Servicing the underbanked
Grab certainly views these developments positively. It announced this week an expansion of its financial services in South-east Asia to the underbanked in the region. It has tied up with Japan's Credit Saison to offer working capital loans, and consumer goods financing, among other things, to its Grab drivers, agents and merchants.
Grab will ride on its 2017 acquisition of Indonesia's Kudo, an e-commerce company that uses a physical agent network to sell products listed online for a commission.
Trying to remove the costs and constraints of brick-and-mortar, this "online-to-offline" business model tries to fit a digital retail concept to a cash-based society.
Kudo, according to reports, has about 50,000 agents in 500 Indonesian cities and suburban districts earning cash by selling fast-moving consumer products - such as soap and shampoo - listed on online platforms.
Kudo's model thus tries to tackle the digital gap between rural and urban areas in Indonesia, an archipelago comprising more than 17,000 islands.
Grab now wants to tap into this network to provide financing to consumers. What makes this strategy clearer is that it has also partnered Indonesian conglomerate Lippo Group to tap into a wider consumer base.
The move comes as larger companies - from banks to large technology companies - are more likely than smaller players to expand successfully into emerging markets through mobile banking because of scale, McKinsey said. Fixed costs from information technology to marketing expenses can keep a small fintech in the red for way too long, especially in cash-based markets.
In cash-based economies, customers must be able to efficiently deposit and withdraw cash into and from their payment accounts. Many mobile banking players rely on agency networks - either hiring third-party sales representatives, or drawing on an existing retail network - to ensure that customers can get access to cash, or deposit funds.
So a digital-only banking approach in South-east Asia can work at its optimum if the financial services firms tie up with large local consumer players, giving them immediate access to a larger - and constant - pool of customers.
Stephen Bates, partner at KPMG Singapore and head of deal advisory for financial services, told BT recently without referring to specific deals that winners in a digital banking strategy would need to align with consumer giants such as supermarkets or the large conglomerates to build a network quickly.
What adds to the attraction of mobile banking is that there are untapped opportunities in the area of data-based financial services, and micropayments.
There are some hopes that new ways of credit assessment through real-time data on regular consumption spending can offer a new form of credit risk assessment. For example, Grab wants to use its extensive customer database to provide an alternative means for measuring credit ratings.
To be sure, these ongoing pursuits of expansion through a digital banking approach are at early stages.
Grab, for example, has noted that its US$737 million in loans - mainly for vehicle financing - have a low default rate of less than 1.5 per cent, but it is not clear how this default rate would change once other forms of consumer loans come into the mix.

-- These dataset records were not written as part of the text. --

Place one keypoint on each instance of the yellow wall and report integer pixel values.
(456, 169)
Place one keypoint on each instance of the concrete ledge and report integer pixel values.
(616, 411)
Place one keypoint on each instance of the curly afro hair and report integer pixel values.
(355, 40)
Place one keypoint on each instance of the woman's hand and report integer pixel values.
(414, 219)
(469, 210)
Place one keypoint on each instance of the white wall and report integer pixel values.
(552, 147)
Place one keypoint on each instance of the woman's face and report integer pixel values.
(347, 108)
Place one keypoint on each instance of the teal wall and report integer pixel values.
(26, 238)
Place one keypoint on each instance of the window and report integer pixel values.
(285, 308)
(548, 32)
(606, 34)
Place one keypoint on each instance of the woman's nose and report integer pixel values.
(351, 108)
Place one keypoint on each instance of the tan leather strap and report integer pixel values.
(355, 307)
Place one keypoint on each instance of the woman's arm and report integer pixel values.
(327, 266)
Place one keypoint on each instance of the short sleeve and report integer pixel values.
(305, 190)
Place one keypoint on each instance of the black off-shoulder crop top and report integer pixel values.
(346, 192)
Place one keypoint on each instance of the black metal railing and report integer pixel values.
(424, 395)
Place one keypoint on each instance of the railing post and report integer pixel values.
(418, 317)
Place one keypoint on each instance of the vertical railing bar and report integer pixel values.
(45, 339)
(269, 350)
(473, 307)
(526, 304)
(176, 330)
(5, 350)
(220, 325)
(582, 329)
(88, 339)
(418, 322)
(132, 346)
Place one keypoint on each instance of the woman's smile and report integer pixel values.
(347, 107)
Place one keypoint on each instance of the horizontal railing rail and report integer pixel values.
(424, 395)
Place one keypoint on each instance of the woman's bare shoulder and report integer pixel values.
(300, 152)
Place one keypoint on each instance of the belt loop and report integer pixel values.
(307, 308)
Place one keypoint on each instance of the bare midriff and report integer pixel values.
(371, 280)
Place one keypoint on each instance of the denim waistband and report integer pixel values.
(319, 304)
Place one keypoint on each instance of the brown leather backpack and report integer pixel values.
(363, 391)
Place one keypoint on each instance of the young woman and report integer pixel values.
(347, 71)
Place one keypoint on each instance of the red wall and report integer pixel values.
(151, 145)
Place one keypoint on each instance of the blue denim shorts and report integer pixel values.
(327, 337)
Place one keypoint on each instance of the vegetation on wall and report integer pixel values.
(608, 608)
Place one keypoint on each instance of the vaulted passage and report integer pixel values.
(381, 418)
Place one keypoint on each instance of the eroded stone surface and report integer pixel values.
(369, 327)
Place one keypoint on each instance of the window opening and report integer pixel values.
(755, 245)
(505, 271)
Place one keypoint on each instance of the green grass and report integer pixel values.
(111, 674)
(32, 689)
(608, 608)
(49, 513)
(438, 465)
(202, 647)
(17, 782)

McKinsey principal Olivia White, who co-authored the McKinsey report, told BT this week that digital banks have to monitor the effectiveness of agency networks.
If agents end up just mainly signing up digital customers without offering banking transactions that generate revenue, then the agency network means a hefty cost burden, too.
Still, there are some growth opportunities to be pursued in emerging markets, even as cash is still king in these regions. There are risks, but for banks and other incumbent services that must seek bigger growth outside saturated markets - with Singapore as a prime example - this emerging business model for financial services in Asean should be watched with care.